Wednesday, October 12, 2011

Waiting and Praying

Yesterday was a good day for democracy as Liberians went to the polls to vote for only the second time since the long war years. It was a peaceful day and, by all accounts, people waited patiently (as these ladies did) in long lines to cast their vote.

Although current President Ellen Johnson-Sirleaf's star status in the international community was confirmed with award of a Nobel Peace Prize last week, it is not clear that she is popular enough at home to receive 50% of the popular vote to avoid a run-off. Presidential candidates must receive 50% of the vote to avoid a run-off in November following the October election.

Since the war ended in Liberia, women have emerged as a powerful influence in political life. While many accept the new dynamic as part of Liberia's healthy growth into a successful, democratic nation, there is still resistance to the modern roles.

We are praying and hoping for a successful transition. Whether it is a second administration for President Ellen or, as is always possible in a Democracy, a new administration with new leadership - Liberia has come too far to turn back now!

For more election news and pictures go here: http://unmil.org/

Saturday, October 8, 2011

Festival of Leaves

LOEP is selling crafts today at the Festival of Leaves.  All proceeds will go to send school supplies to our partner schools.  If you are in the area visit us at our booth on Chester Street.

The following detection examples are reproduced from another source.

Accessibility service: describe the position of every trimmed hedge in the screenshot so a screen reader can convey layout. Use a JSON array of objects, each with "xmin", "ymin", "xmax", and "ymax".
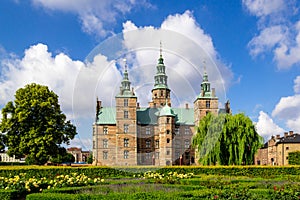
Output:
[{"xmin": 0, "ymin": 165, "xmax": 300, "ymax": 178}]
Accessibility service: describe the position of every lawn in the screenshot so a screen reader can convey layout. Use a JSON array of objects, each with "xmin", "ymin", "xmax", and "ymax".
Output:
[{"xmin": 0, "ymin": 167, "xmax": 300, "ymax": 200}]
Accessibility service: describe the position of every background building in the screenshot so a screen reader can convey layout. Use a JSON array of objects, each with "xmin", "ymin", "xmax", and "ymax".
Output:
[
  {"xmin": 255, "ymin": 131, "xmax": 300, "ymax": 165},
  {"xmin": 67, "ymin": 147, "xmax": 91, "ymax": 163},
  {"xmin": 93, "ymin": 49, "xmax": 229, "ymax": 166}
]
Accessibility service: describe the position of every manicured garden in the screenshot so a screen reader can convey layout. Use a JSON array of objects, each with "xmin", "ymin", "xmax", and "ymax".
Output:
[{"xmin": 0, "ymin": 166, "xmax": 300, "ymax": 200}]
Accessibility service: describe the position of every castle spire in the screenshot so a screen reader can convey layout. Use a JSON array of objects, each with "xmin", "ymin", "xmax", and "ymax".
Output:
[
  {"xmin": 154, "ymin": 42, "xmax": 168, "ymax": 89},
  {"xmin": 118, "ymin": 59, "xmax": 134, "ymax": 96},
  {"xmin": 200, "ymin": 61, "xmax": 214, "ymax": 96}
]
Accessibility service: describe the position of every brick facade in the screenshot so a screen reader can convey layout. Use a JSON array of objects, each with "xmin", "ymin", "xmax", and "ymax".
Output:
[{"xmin": 93, "ymin": 51, "xmax": 219, "ymax": 166}]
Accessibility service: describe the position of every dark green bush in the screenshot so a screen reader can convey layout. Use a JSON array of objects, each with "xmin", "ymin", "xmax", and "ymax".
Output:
[{"xmin": 0, "ymin": 189, "xmax": 25, "ymax": 200}]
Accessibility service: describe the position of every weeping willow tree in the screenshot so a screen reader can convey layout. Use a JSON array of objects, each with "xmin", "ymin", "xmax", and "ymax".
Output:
[{"xmin": 192, "ymin": 113, "xmax": 263, "ymax": 165}]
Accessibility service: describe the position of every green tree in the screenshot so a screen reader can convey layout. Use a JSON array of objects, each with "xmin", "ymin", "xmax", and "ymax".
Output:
[
  {"xmin": 50, "ymin": 147, "xmax": 75, "ymax": 164},
  {"xmin": 0, "ymin": 83, "xmax": 77, "ymax": 164},
  {"xmin": 192, "ymin": 113, "xmax": 263, "ymax": 165}
]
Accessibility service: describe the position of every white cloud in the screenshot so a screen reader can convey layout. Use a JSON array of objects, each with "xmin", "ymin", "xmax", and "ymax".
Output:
[
  {"xmin": 256, "ymin": 111, "xmax": 284, "ymax": 140},
  {"xmin": 272, "ymin": 94, "xmax": 300, "ymax": 132},
  {"xmin": 0, "ymin": 11, "xmax": 233, "ymax": 148},
  {"xmin": 243, "ymin": 0, "xmax": 285, "ymax": 17},
  {"xmin": 32, "ymin": 0, "xmax": 152, "ymax": 36},
  {"xmin": 294, "ymin": 76, "xmax": 300, "ymax": 94},
  {"xmin": 0, "ymin": 44, "xmax": 120, "ymax": 120},
  {"xmin": 243, "ymin": 0, "xmax": 300, "ymax": 69},
  {"xmin": 272, "ymin": 76, "xmax": 300, "ymax": 132},
  {"xmin": 123, "ymin": 11, "xmax": 233, "ymax": 106},
  {"xmin": 248, "ymin": 26, "xmax": 286, "ymax": 56}
]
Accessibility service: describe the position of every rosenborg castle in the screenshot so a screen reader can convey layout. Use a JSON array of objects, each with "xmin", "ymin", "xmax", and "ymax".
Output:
[{"xmin": 93, "ymin": 48, "xmax": 230, "ymax": 166}]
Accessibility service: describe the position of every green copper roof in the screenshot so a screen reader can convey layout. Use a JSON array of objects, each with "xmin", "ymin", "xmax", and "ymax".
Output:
[
  {"xmin": 97, "ymin": 107, "xmax": 116, "ymax": 124},
  {"xmin": 137, "ymin": 108, "xmax": 159, "ymax": 125},
  {"xmin": 173, "ymin": 108, "xmax": 194, "ymax": 125},
  {"xmin": 97, "ymin": 107, "xmax": 194, "ymax": 125},
  {"xmin": 159, "ymin": 104, "xmax": 175, "ymax": 116}
]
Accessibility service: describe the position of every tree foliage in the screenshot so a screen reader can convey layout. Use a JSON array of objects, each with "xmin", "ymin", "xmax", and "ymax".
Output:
[
  {"xmin": 193, "ymin": 113, "xmax": 263, "ymax": 165},
  {"xmin": 50, "ymin": 147, "xmax": 75, "ymax": 164},
  {"xmin": 0, "ymin": 83, "xmax": 76, "ymax": 164}
]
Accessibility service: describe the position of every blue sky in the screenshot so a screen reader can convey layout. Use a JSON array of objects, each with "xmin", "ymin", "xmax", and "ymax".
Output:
[{"xmin": 0, "ymin": 0, "xmax": 300, "ymax": 149}]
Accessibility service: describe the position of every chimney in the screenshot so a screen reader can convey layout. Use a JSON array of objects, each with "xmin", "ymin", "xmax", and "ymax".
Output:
[
  {"xmin": 211, "ymin": 88, "xmax": 216, "ymax": 97},
  {"xmin": 276, "ymin": 135, "xmax": 280, "ymax": 139}
]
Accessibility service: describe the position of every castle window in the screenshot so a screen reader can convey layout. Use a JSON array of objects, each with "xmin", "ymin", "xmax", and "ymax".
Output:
[
  {"xmin": 175, "ymin": 151, "xmax": 180, "ymax": 159},
  {"xmin": 175, "ymin": 140, "xmax": 180, "ymax": 148},
  {"xmin": 155, "ymin": 140, "xmax": 159, "ymax": 148},
  {"xmin": 184, "ymin": 127, "xmax": 190, "ymax": 135},
  {"xmin": 124, "ymin": 138, "xmax": 129, "ymax": 147},
  {"xmin": 184, "ymin": 140, "xmax": 190, "ymax": 149},
  {"xmin": 205, "ymin": 101, "xmax": 210, "ymax": 108},
  {"xmin": 124, "ymin": 99, "xmax": 128, "ymax": 107},
  {"xmin": 175, "ymin": 128, "xmax": 179, "ymax": 135},
  {"xmin": 146, "ymin": 140, "xmax": 151, "ymax": 148},
  {"xmin": 124, "ymin": 110, "xmax": 128, "ymax": 119},
  {"xmin": 103, "ymin": 127, "xmax": 108, "ymax": 135},
  {"xmin": 103, "ymin": 151, "xmax": 108, "ymax": 160},
  {"xmin": 103, "ymin": 140, "xmax": 108, "ymax": 148},
  {"xmin": 146, "ymin": 127, "xmax": 150, "ymax": 135},
  {"xmin": 185, "ymin": 152, "xmax": 190, "ymax": 160},
  {"xmin": 124, "ymin": 124, "xmax": 129, "ymax": 133},
  {"xmin": 124, "ymin": 150, "xmax": 129, "ymax": 159}
]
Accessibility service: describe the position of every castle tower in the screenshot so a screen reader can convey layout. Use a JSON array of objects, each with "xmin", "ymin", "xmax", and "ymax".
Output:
[
  {"xmin": 194, "ymin": 66, "xmax": 219, "ymax": 126},
  {"xmin": 149, "ymin": 43, "xmax": 171, "ymax": 108},
  {"xmin": 156, "ymin": 104, "xmax": 175, "ymax": 166},
  {"xmin": 115, "ymin": 61, "xmax": 137, "ymax": 165}
]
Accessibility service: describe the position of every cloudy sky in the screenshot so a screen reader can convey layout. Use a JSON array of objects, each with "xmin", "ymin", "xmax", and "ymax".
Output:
[{"xmin": 0, "ymin": 0, "xmax": 300, "ymax": 149}]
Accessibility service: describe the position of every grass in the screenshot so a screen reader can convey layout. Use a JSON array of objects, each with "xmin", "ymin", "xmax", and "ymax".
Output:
[{"xmin": 29, "ymin": 175, "xmax": 300, "ymax": 200}]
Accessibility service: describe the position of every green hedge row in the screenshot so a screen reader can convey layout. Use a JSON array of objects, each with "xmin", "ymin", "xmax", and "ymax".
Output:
[{"xmin": 0, "ymin": 165, "xmax": 300, "ymax": 178}]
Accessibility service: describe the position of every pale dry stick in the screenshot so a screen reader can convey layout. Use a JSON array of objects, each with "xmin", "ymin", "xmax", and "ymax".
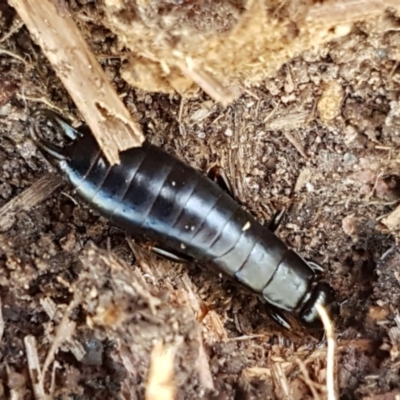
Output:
[
  {"xmin": 272, "ymin": 362, "xmax": 292, "ymax": 400},
  {"xmin": 283, "ymin": 130, "xmax": 308, "ymax": 158},
  {"xmin": 228, "ymin": 333, "xmax": 268, "ymax": 342},
  {"xmin": 296, "ymin": 358, "xmax": 321, "ymax": 400},
  {"xmin": 0, "ymin": 174, "xmax": 62, "ymax": 231},
  {"xmin": 0, "ymin": 47, "xmax": 32, "ymax": 68},
  {"xmin": 306, "ymin": 0, "xmax": 400, "ymax": 26},
  {"xmin": 0, "ymin": 21, "xmax": 24, "ymax": 43},
  {"xmin": 9, "ymin": 0, "xmax": 144, "ymax": 164},
  {"xmin": 315, "ymin": 303, "xmax": 337, "ymax": 400},
  {"xmin": 39, "ymin": 296, "xmax": 79, "ymax": 385},
  {"xmin": 24, "ymin": 335, "xmax": 51, "ymax": 400},
  {"xmin": 145, "ymin": 342, "xmax": 177, "ymax": 400},
  {"xmin": 0, "ymin": 298, "xmax": 5, "ymax": 343},
  {"xmin": 178, "ymin": 98, "xmax": 186, "ymax": 137}
]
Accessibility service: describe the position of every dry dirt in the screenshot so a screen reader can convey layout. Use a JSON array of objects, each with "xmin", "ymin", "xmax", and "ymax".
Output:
[{"xmin": 0, "ymin": 0, "xmax": 400, "ymax": 400}]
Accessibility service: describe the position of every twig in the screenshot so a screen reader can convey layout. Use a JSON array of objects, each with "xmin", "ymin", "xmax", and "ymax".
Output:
[
  {"xmin": 0, "ymin": 297, "xmax": 5, "ymax": 343},
  {"xmin": 0, "ymin": 21, "xmax": 24, "ymax": 43},
  {"xmin": 0, "ymin": 47, "xmax": 31, "ymax": 68},
  {"xmin": 283, "ymin": 130, "xmax": 308, "ymax": 158},
  {"xmin": 272, "ymin": 362, "xmax": 292, "ymax": 400},
  {"xmin": 24, "ymin": 335, "xmax": 50, "ymax": 400},
  {"xmin": 145, "ymin": 342, "xmax": 176, "ymax": 400},
  {"xmin": 9, "ymin": 0, "xmax": 144, "ymax": 164},
  {"xmin": 296, "ymin": 358, "xmax": 321, "ymax": 400},
  {"xmin": 315, "ymin": 303, "xmax": 336, "ymax": 400}
]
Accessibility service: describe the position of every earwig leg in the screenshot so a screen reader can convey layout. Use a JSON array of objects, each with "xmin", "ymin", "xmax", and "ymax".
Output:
[
  {"xmin": 268, "ymin": 209, "xmax": 286, "ymax": 232},
  {"xmin": 150, "ymin": 246, "xmax": 191, "ymax": 263},
  {"xmin": 266, "ymin": 304, "xmax": 292, "ymax": 331},
  {"xmin": 306, "ymin": 259, "xmax": 324, "ymax": 272},
  {"xmin": 207, "ymin": 165, "xmax": 236, "ymax": 200}
]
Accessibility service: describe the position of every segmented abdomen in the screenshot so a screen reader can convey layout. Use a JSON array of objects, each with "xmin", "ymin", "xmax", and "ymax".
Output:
[{"xmin": 61, "ymin": 135, "xmax": 312, "ymax": 309}]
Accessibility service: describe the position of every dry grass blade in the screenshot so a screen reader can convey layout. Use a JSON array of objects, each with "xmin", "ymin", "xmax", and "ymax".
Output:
[
  {"xmin": 0, "ymin": 298, "xmax": 5, "ymax": 342},
  {"xmin": 145, "ymin": 342, "xmax": 176, "ymax": 400},
  {"xmin": 0, "ymin": 174, "xmax": 62, "ymax": 232},
  {"xmin": 315, "ymin": 304, "xmax": 337, "ymax": 400},
  {"xmin": 296, "ymin": 358, "xmax": 321, "ymax": 400},
  {"xmin": 24, "ymin": 335, "xmax": 51, "ymax": 400},
  {"xmin": 272, "ymin": 362, "xmax": 292, "ymax": 400},
  {"xmin": 10, "ymin": 0, "xmax": 144, "ymax": 164}
]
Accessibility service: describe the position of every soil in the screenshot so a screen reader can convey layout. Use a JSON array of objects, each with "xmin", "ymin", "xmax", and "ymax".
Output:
[{"xmin": 0, "ymin": 0, "xmax": 400, "ymax": 400}]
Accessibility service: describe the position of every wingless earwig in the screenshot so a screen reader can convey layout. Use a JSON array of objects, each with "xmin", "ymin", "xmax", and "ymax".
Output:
[{"xmin": 30, "ymin": 111, "xmax": 335, "ymax": 328}]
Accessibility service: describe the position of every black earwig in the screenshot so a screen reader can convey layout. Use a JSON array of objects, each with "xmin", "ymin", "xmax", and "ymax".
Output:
[{"xmin": 30, "ymin": 111, "xmax": 335, "ymax": 329}]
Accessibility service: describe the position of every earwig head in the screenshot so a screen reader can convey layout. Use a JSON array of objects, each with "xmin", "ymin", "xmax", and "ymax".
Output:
[
  {"xmin": 300, "ymin": 282, "xmax": 336, "ymax": 329},
  {"xmin": 29, "ymin": 110, "xmax": 78, "ymax": 166}
]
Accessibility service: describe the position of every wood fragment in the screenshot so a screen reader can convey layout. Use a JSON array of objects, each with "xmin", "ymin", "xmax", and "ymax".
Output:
[
  {"xmin": 24, "ymin": 335, "xmax": 50, "ymax": 400},
  {"xmin": 0, "ymin": 174, "xmax": 63, "ymax": 232},
  {"xmin": 296, "ymin": 358, "xmax": 321, "ymax": 400},
  {"xmin": 315, "ymin": 303, "xmax": 337, "ymax": 400},
  {"xmin": 0, "ymin": 298, "xmax": 5, "ymax": 343},
  {"xmin": 9, "ymin": 0, "xmax": 144, "ymax": 164},
  {"xmin": 283, "ymin": 131, "xmax": 308, "ymax": 158},
  {"xmin": 306, "ymin": 0, "xmax": 400, "ymax": 25},
  {"xmin": 382, "ymin": 205, "xmax": 400, "ymax": 231},
  {"xmin": 272, "ymin": 362, "xmax": 292, "ymax": 400},
  {"xmin": 145, "ymin": 342, "xmax": 176, "ymax": 400},
  {"xmin": 196, "ymin": 335, "xmax": 214, "ymax": 390}
]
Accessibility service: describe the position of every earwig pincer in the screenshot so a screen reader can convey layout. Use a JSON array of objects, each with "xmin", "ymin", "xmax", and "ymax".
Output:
[{"xmin": 30, "ymin": 110, "xmax": 335, "ymax": 329}]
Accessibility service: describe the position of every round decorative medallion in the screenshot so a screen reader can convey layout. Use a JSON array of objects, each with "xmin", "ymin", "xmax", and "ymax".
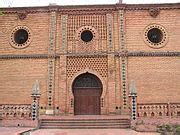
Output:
[
  {"xmin": 144, "ymin": 24, "xmax": 168, "ymax": 48},
  {"xmin": 77, "ymin": 26, "xmax": 97, "ymax": 44},
  {"xmin": 10, "ymin": 26, "xmax": 31, "ymax": 49}
]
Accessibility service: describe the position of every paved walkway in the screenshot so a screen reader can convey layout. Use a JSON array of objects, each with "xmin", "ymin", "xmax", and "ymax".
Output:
[
  {"xmin": 30, "ymin": 129, "xmax": 160, "ymax": 135},
  {"xmin": 0, "ymin": 127, "xmax": 31, "ymax": 135}
]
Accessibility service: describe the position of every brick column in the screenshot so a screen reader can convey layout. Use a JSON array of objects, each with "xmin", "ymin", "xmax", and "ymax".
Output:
[
  {"xmin": 46, "ymin": 9, "xmax": 57, "ymax": 114},
  {"xmin": 108, "ymin": 54, "xmax": 116, "ymax": 114},
  {"xmin": 31, "ymin": 80, "xmax": 41, "ymax": 120},
  {"xmin": 59, "ymin": 15, "xmax": 68, "ymax": 114},
  {"xmin": 129, "ymin": 81, "xmax": 137, "ymax": 120},
  {"xmin": 119, "ymin": 10, "xmax": 129, "ymax": 114}
]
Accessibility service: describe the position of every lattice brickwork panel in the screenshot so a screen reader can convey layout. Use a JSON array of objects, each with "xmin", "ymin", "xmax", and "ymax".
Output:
[
  {"xmin": 67, "ymin": 15, "xmax": 107, "ymax": 40},
  {"xmin": 67, "ymin": 56, "xmax": 107, "ymax": 78}
]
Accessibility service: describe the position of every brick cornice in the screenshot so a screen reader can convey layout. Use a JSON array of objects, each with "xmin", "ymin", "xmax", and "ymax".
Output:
[
  {"xmin": 0, "ymin": 52, "xmax": 180, "ymax": 59},
  {"xmin": 0, "ymin": 54, "xmax": 60, "ymax": 59},
  {"xmin": 0, "ymin": 3, "xmax": 180, "ymax": 14}
]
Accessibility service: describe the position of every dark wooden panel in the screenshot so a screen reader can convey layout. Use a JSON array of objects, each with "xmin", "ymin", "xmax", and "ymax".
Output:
[{"xmin": 74, "ymin": 88, "xmax": 101, "ymax": 115}]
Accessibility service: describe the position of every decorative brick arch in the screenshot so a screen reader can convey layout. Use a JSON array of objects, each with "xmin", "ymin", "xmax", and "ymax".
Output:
[{"xmin": 68, "ymin": 69, "xmax": 107, "ymax": 114}]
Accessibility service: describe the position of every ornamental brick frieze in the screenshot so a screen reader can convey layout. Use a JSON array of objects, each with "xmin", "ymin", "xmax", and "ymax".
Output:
[
  {"xmin": 67, "ymin": 56, "xmax": 108, "ymax": 78},
  {"xmin": 47, "ymin": 11, "xmax": 57, "ymax": 110},
  {"xmin": 0, "ymin": 3, "xmax": 180, "ymax": 14},
  {"xmin": 0, "ymin": 51, "xmax": 180, "ymax": 59}
]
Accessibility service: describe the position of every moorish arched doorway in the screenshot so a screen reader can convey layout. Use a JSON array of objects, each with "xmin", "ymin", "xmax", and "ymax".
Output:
[{"xmin": 72, "ymin": 73, "xmax": 102, "ymax": 115}]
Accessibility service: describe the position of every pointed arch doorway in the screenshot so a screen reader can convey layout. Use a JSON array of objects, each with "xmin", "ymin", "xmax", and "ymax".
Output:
[{"xmin": 72, "ymin": 73, "xmax": 102, "ymax": 115}]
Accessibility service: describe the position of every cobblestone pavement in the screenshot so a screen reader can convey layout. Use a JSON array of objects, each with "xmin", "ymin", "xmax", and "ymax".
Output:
[{"xmin": 30, "ymin": 129, "xmax": 160, "ymax": 135}]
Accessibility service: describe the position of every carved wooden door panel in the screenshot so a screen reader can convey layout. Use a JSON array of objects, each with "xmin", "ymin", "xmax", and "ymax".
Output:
[{"xmin": 74, "ymin": 89, "xmax": 100, "ymax": 115}]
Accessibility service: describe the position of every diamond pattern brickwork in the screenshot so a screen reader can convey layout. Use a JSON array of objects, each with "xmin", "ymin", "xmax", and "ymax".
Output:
[
  {"xmin": 67, "ymin": 56, "xmax": 107, "ymax": 78},
  {"xmin": 67, "ymin": 14, "xmax": 107, "ymax": 53},
  {"xmin": 68, "ymin": 15, "xmax": 107, "ymax": 40}
]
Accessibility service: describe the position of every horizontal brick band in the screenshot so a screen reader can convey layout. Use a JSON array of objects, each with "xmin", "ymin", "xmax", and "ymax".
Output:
[{"xmin": 0, "ymin": 52, "xmax": 180, "ymax": 59}]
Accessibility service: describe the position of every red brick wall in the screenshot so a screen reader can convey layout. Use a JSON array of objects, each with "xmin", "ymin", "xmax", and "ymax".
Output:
[
  {"xmin": 0, "ymin": 59, "xmax": 47, "ymax": 104},
  {"xmin": 0, "ymin": 13, "xmax": 49, "ymax": 54},
  {"xmin": 126, "ymin": 9, "xmax": 180, "ymax": 52},
  {"xmin": 0, "ymin": 5, "xmax": 180, "ymax": 114},
  {"xmin": 128, "ymin": 57, "xmax": 180, "ymax": 103}
]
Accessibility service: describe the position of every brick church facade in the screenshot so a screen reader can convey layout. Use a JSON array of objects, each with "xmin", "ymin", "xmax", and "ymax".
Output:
[{"xmin": 0, "ymin": 3, "xmax": 180, "ymax": 130}]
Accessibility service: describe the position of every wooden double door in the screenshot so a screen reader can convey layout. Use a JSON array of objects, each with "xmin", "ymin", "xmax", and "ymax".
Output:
[
  {"xmin": 73, "ymin": 73, "xmax": 102, "ymax": 115},
  {"xmin": 74, "ymin": 88, "xmax": 101, "ymax": 115}
]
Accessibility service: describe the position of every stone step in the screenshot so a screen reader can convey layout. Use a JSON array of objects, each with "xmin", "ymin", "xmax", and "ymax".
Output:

Thanks to the Northern Virginia Daily for a very nice article on LOEP and our teacher training efforts.  I wish that LOEP Teacher Trainers, Emmalee Iden, Phylis Benner, Karen Darner and Rachel Price could have been here to talk about training.  They are the teachers of the LOEP Teacher Training Team.   Their depth of experience and commitment to LOEP is such a blessing to our Liberian partners!

Peace Prize!

Congratulations to President Ellen Johnson-Sirleaf and Leymah Gbowee! The people of Liberia are extraordinary and these women give them  every reason to be proud.  A Peace Prize was certainly the last thing anyone expected for citizens of Liberia just a few short years ago when war waged and  women were second class citizens.  How far the nation has come and now the Nobel Peace Prize awarded to two women is proof of how far they can go on the strength of commitment to peace and depth of faith.  Congratulations to our friends, colleagues and partners in Liberia!  We stand with you as you approach election day and make even more remarkable progress as a nation.